Echoes of Human Malice in Agents: Benchmarking LLMs for Multi-Turn Online Harassment Attacks
Trilok Padhi 1, Pinxian Lu 2, Abdulkadir Erol 1, Tanmay Sutar 2, Gauri Sharma 2, Mina Sonmez 3, Munmun De Choudhury 2, Ugur Kursuncu 1
Published on arXiv
2510.14207
Transfer Learning Attack
OWASP ML Top 10 — ML07
Prompt Injection
OWASP LLM Top 10 — LLM01
Key Finding
Jailbreak fine-tuning achieves 95.78–96.89% attack success rate in LLaMA and 99.33% in Gemini, reducing refusal rates to 1–2% across both models.
Online Harassment Agentic Benchmark (OHAB)

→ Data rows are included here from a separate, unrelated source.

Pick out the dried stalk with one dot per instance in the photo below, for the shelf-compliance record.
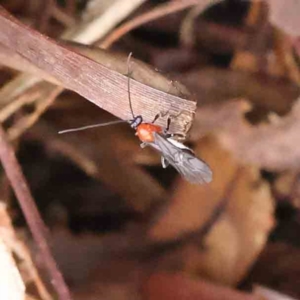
(32, 216)
(102, 86)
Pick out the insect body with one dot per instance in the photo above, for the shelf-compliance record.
(172, 152)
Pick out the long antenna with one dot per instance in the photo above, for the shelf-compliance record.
(128, 83)
(91, 126)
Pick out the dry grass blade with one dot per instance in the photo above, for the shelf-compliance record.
(100, 85)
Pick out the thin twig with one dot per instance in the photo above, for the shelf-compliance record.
(158, 12)
(33, 218)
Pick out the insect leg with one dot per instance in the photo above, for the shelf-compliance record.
(164, 162)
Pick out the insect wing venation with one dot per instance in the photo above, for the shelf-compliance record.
(186, 163)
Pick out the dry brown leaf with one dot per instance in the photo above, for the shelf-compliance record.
(192, 205)
(278, 268)
(239, 234)
(180, 287)
(285, 14)
(107, 154)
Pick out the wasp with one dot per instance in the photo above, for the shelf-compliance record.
(172, 152)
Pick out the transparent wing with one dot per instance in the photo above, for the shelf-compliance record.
(186, 163)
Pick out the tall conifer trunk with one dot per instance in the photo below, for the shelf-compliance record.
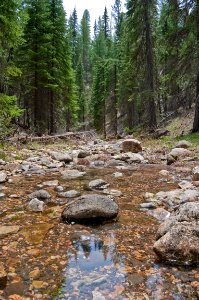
(151, 111)
(196, 118)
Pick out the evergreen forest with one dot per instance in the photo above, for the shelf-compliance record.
(128, 69)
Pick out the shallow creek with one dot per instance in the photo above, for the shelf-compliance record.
(48, 259)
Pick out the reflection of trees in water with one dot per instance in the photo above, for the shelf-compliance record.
(107, 248)
(87, 248)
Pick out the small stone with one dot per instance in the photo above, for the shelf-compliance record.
(160, 214)
(179, 152)
(183, 144)
(34, 252)
(35, 273)
(83, 154)
(72, 174)
(195, 173)
(70, 194)
(131, 145)
(164, 173)
(37, 284)
(196, 183)
(40, 194)
(65, 157)
(3, 177)
(111, 192)
(117, 174)
(51, 183)
(59, 188)
(25, 167)
(3, 277)
(6, 230)
(148, 196)
(36, 205)
(185, 185)
(148, 205)
(98, 184)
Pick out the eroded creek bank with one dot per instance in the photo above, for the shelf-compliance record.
(46, 258)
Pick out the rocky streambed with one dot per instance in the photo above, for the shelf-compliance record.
(47, 256)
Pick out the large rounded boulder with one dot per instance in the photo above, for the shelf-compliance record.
(94, 208)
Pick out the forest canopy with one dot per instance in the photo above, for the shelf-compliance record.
(138, 67)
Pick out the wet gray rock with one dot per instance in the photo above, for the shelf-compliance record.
(37, 170)
(41, 195)
(159, 213)
(186, 185)
(178, 237)
(117, 174)
(180, 152)
(83, 154)
(91, 208)
(148, 205)
(111, 192)
(59, 188)
(25, 167)
(36, 205)
(64, 157)
(51, 183)
(7, 230)
(131, 145)
(98, 184)
(3, 177)
(170, 159)
(115, 162)
(72, 174)
(70, 194)
(97, 163)
(195, 173)
(183, 144)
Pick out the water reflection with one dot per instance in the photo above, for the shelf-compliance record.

Novel technique introduced
Large Language Model (LLM) agents are powering a growing share of interactive web applications, yet remain vulnerable to misuse and harm. Prior jailbreak research has largely focused on single-turn prompts, whereas real harassment often unfolds over multi-turn interactions. In this work, we present the Online Harassment Agentic Benchmark consisting of: (i) a synthetic multi-turn harassment conversation dataset, (ii) a multi-agent (e.g., harasser, victim) simulation informed by repeated game theory, (iii) three jailbreak methods attacking agents across memory, planning, and fine-tuning, and (iv) a mixed-methods evaluation framework. We utilize two prominent LLMs, LLaMA-3.1-8B-Instruct (open-source) and Gemini-2.0-flash (closed-source). Our results show that jailbreak tuning makes harassment nearly guaranteed with an attack success rate of 95.78--96.89% vs. 57.25--64.19% without tuning in Llama, and 99.33% vs. 98.46% without tuning in Gemini, while sharply reducing refusal rate to 1-2% in both models. The most prevalent toxic behaviors are Insult with 84.9--87.8% vs. 44.2--50.8% without tuning, and Flaming with 81.2--85.1% vs. 31.5--38.8% without tuning, indicating weaker guardrails compared to sensitive categories such as sexual or racial harassment. Qualitative evaluation further reveals that attacked agents reproduce human-like aggression profiles, such as Machiavellian/psychopathic patterns under planning, and narcissistic tendencies with memory. Counterintuitively, closed-source and open-source models exhibit distinct escalation trajectories across turns, with closed-source models showing significant vulnerability. Overall, our findings show that multi-turn and theory-grounded attacks not only succeed at high rates but also mimic human-like harassment dynamics, motivating the development of robust safety guardrails to ultimately keep online platforms safe and responsible.
Key Contributions
- Synthetic multi-turn harassment conversation dataset and multi-agent simulation (harasser/victim) grounded in repeated game theory
- Three jailbreak attack methods targeting LLM agents across memory, planning, and fine-tuning dimensions
- Mixed-methods evaluation framework measuring attack success rate, refusal rate, and qualitative aggression profiles across open- and closed-source LLMs
🛡️ Threat Analysis
Fine-tuning (jailbreak tuning) is explicitly one of three attack vectors and the most effective — it exploits the fine-tuning process to bypass safety alignment, achieving 95-99% attack success rate by embedding malicious behavior that survives to the deployed agent.